CD Review -Tyshawn Sorey - Pillars

Tyshawn Sorey
(Firehouse 12)

For someone who is both prolific as a composer and in-demand as a sideman (click here for just a sample of proof) Tyshawn Sorey does not rush anything with his own music. This becomes clear in the opening section of Pillars, a single composition spread over three discs. The work begins with a drum roll that lasts nearly four minutes. The roll has no significant shifts in dynamics. Sorey may be toying with phase shifting a little as he plays it, although that could be my ears listening for variations. It's tempting to say this segment sets the tone for what will come over the three discs, each lasting about 75 minutes on average. But that's an easy cliche and it's not an accurate description either.

Sorey, who plays drums, percussion, trombone and dungchen (a Tibetan long horn) and conducts, is joined by four bassists - Joe Morris, Carl Testa, Mark Helias and Zach Rowden. Testa doubles on electronics. Morris also plays guitar, as does Todd Neufeld. Stephen Haynes (trumpet, flugelhorn, cornet, alto horn and small percussion) and Ben Gerstein (trombone and melodica) complete the octet.

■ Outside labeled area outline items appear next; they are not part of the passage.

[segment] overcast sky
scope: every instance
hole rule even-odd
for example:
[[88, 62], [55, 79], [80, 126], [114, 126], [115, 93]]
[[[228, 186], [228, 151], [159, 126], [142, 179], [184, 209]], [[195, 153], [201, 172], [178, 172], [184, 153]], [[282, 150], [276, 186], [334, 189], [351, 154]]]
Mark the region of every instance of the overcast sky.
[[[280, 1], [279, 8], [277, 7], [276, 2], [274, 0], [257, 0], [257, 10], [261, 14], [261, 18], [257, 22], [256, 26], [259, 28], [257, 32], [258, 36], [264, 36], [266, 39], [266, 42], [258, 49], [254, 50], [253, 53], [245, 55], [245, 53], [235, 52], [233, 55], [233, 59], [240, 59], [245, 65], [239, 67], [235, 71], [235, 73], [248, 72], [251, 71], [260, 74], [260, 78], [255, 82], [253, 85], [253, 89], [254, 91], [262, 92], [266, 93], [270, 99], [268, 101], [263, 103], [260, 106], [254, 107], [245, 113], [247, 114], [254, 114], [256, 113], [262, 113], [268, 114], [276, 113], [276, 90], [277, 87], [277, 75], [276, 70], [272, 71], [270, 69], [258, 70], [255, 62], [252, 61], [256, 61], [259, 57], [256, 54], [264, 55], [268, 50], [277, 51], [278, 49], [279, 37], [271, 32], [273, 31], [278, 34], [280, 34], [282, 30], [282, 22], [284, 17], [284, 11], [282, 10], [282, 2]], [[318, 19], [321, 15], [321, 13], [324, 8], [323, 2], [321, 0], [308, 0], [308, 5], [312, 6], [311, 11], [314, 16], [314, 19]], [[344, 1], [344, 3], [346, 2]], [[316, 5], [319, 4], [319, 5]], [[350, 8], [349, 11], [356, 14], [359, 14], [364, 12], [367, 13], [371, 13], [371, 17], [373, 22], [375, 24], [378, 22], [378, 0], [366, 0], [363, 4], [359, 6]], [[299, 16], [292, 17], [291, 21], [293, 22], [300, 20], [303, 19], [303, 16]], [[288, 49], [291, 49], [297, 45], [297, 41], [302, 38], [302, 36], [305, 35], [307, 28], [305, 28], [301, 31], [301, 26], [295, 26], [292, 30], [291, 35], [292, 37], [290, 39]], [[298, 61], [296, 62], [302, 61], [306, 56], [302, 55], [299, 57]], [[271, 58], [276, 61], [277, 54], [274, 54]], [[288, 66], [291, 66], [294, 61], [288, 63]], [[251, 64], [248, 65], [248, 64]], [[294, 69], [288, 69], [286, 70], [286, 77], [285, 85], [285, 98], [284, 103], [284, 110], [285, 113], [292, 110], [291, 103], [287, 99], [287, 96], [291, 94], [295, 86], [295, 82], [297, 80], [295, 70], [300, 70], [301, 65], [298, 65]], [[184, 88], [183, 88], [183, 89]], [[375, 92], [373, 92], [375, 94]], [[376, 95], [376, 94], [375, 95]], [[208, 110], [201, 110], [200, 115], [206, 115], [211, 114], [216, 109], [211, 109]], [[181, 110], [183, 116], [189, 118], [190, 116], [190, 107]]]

Pillars has a great deal of open space in the music. Things develop slowly, giving it plenty of room to breathe. When Neufeld plays acoustic guitar in Part I, he doesn't attack the strings fast and furiously. He sounds more methodical, like he's thinking deeply about what to play, as he casually vocalizes along with his instrument and Sorey adds some loose commentary from his trap kit. Throughout the entire piece, there are some moments when the volume knob might be cranked to fully grasp the work of the basses, for instance, only to have a brass blast make you jump five feet. A high frequency squeal comes about 50 minutes into Part II, threatening to spoil the whole thing for anyone who can't handle the high pitch. (A similar one comes in Part I, but Testa lowers its range quickly.)

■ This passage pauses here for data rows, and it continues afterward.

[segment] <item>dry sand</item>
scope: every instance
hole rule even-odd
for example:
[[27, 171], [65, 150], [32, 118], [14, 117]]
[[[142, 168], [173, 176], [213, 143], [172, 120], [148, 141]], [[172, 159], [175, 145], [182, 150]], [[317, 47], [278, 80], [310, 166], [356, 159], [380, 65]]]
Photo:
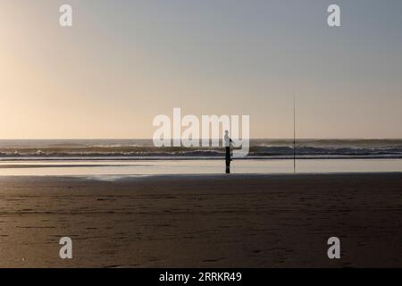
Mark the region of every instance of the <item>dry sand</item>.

The unsettling moments aren't limited to the shrill pitches either. Part III begins with a repetitive passage, where the basses bow a dissonant tone cluster and an answer comes from a quick guitar plink. This continues for four tense minutes before a trombone enters the fray for a solo that adds some haunting beauty to the scene. On the surface, this section can get under one's skin, but since Sorey takes his time, it encourages close scrutiny to figure out why he did it this way. Only then do you notice how the basses slowly move out of sync with one another, with one beginning to pluck instead of bow. When the trombonist (it could be either Sorey or Gerstein) is left alone, the slow transition makes it feel more dramatic.

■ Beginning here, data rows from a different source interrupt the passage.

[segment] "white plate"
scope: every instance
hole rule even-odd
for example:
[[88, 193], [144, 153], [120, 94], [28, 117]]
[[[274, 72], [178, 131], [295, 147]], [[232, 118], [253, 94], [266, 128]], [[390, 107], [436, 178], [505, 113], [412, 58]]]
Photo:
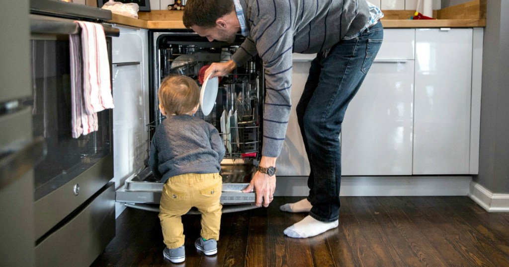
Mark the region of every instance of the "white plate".
[[200, 106], [205, 116], [210, 114], [210, 111], [212, 111], [214, 104], [216, 103], [216, 98], [217, 97], [217, 87], [219, 86], [217, 76], [209, 79], [211, 75], [212, 72], [203, 81], [200, 94]]

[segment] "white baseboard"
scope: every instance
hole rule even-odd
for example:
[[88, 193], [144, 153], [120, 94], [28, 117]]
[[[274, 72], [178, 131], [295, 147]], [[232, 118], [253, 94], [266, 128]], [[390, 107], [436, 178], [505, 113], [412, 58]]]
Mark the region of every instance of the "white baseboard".
[[509, 194], [494, 194], [472, 181], [468, 196], [488, 212], [509, 212]]
[[[467, 196], [471, 176], [343, 176], [342, 196]], [[306, 176], [278, 176], [274, 195], [305, 196]]]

It's kind of surprising that Pillars doesn't include any notes from the composer. Neufeld plays both acoustic and electric guitars, so it can hard to distinguish the latter from him or Morris. Same goes for the 'bone players, not to mention the bassists, who are panned across the speakers. Besides, a piece like this with so many sections begs from some guidance.

Sorey has said the work was inspired by Zen meditation, which explains the deliberate movement of the work. Low notes drone slowly, not creating a melody but setting a mood. They might happen in close proximity to three- or four-way bass passages or they might lead to the tolls of gongs and bells, which always sound rich and enthralling in Sorey's work. In other people's sessions, Sorey has made complex time signature swing as hard as an Art Blakey 4/4 groove. Here, he often reduces his trap work to simple pounds and crashes. But that's really all the music needs at that point.

While the subdued movement of the set does evoke the act of meditation, it also recalls work by Roscoe Mitchell (Sorey played on Bells for the South Side) and Bill Dixon. The Part III opening also invites comparisons to Morton Feldman. Ultimately, name dropping all of these composers in one paragraph indicates that Sorey is actually creating a new stream of music which might not have its own category as of yet.

Sorey explains that the flowing quality of Pillars means that shouldn't be considered "goal-oriented music...Actually I see the experience as meditative, akin to how it works with ambient music, so that you're almost 'listening without listening' - a Zen way of experiencing music," he says in the album's press release. In a really surprising turn, Pillars IV, the vinyl counterpart to the three-CD Pillars presents a different version of the piece which surely impacts the way it can come across to listeners. After listening to the discs several times, there is a temptation to find out how it comes across edited down and delivered on vinyl. After all, Sorey has declared, "To me, the recording is the piece."